Birçok sivil toplum kuruluşu, kimlik temelli görevlendirme anlayışının Türkiye’nin birlik ve bütünlüğünü zedeleyeceği yönünde ortak açıklamalar yaptı. Türkiye Kamu-Sen Genel Başkanı Önder Kahveci şu açıklamayı yaptı:
“Devlet görevleri, vatandaşlar arasında ayrım gözetmeden, yalnızca liyakat esasına göre verilmelidir. Kimlik kotası anlayışı, anayasanın özüne ve toplumsal barışa aykırıdır.”
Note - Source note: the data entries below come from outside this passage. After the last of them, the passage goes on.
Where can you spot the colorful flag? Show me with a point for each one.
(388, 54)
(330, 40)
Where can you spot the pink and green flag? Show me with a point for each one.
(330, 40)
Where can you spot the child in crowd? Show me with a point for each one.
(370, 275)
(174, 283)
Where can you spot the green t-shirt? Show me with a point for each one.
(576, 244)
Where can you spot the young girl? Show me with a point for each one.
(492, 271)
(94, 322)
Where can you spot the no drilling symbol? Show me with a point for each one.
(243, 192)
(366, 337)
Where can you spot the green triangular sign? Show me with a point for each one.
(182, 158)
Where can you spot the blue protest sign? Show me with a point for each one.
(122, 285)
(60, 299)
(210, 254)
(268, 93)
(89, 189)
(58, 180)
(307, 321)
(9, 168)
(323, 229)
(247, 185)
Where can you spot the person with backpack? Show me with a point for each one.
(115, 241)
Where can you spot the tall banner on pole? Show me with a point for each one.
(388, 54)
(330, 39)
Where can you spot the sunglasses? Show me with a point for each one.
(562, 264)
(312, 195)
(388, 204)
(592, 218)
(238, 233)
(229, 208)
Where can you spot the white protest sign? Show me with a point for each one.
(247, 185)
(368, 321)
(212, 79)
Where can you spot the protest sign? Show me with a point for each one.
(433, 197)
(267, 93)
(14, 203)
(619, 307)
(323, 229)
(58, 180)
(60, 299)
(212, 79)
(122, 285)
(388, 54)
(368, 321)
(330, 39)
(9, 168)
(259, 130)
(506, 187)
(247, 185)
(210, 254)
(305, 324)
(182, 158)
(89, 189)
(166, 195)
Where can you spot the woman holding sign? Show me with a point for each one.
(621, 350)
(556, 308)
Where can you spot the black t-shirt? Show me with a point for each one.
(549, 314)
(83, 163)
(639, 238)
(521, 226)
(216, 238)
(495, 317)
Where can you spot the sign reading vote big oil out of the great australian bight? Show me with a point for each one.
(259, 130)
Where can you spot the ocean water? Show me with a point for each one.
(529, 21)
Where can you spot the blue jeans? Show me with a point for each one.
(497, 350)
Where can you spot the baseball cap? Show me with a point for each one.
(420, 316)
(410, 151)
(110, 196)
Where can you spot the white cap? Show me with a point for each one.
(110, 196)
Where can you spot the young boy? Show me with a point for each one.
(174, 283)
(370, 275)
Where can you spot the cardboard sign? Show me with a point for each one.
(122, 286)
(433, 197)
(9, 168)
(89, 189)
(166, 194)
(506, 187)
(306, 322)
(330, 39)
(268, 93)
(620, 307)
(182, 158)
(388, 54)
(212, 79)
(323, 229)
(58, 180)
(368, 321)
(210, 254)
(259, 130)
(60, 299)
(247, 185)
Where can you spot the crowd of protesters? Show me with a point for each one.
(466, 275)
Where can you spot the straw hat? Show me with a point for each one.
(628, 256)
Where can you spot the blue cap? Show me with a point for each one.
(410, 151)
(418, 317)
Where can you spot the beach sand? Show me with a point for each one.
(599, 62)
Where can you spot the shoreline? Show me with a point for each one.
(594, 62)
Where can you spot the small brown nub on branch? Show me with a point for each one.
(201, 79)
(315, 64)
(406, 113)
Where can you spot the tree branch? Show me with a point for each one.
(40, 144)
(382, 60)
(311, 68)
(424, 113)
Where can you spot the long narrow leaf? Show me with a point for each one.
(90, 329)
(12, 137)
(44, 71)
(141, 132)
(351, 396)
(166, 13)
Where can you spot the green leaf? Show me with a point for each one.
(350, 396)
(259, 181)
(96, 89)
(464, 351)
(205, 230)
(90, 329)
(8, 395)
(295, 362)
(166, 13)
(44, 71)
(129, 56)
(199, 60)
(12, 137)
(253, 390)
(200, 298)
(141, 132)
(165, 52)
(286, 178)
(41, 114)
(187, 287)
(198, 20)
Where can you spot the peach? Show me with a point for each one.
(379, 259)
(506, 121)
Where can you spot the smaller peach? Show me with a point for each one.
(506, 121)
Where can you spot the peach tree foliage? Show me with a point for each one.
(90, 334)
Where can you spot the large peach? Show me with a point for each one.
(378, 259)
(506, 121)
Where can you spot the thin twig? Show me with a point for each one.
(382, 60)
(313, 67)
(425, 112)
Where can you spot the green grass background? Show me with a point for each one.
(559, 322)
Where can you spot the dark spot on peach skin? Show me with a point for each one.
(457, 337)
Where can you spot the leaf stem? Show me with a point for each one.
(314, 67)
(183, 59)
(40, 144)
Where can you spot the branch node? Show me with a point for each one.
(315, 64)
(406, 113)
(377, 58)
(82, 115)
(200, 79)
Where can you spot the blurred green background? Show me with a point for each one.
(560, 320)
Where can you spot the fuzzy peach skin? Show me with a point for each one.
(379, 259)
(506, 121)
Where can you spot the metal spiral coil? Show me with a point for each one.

Cumhurbaşkanlığı’ndan Henüz Resmî Bir Açıklama Yok
Cumhurbaşkanı Recep Tayyip Erdoğan’ın bu öneri hakkında ne düşündüğü ise henüz bilinmiyor. Cumhurbaşkanlığı kaynaklarından resmi bir açıklama yapılmadı. Ancak kulislerde, bu önerinin “yeni anayasa çalışmaları kapsamında şekillenecek yönetim modeliyle” bağlantılı olduğu konuşuluyor.
Sonuç: Türkiye Yeni Bir Kimlik Tartışmasına mı Giriyor?
Bahçeli’nin önerisi, bir yandan toplumsal farklılıkları tanıma çağrısı gibi görünse de, diğer yandan devletin temel niteliklerinden biri olan “tek millet” ilkesini tartışmaya açabilecek potansiyele sahip. Türkiye, Cumhuriyet’in ikinci yüzyılına adım atarken; vatandaşlık, kimlik, temsil ve anayasa gibi temel kavramları yeniden tartışma sürecine girmiş görünüyor.
Ancak geçmişin acı tecrübeleri hatırlandığında, toplumu mezhep ve etnik kimlik üzerinden bölmenin doğurabileceği tehlikeler de akıllardan çıkmıyor.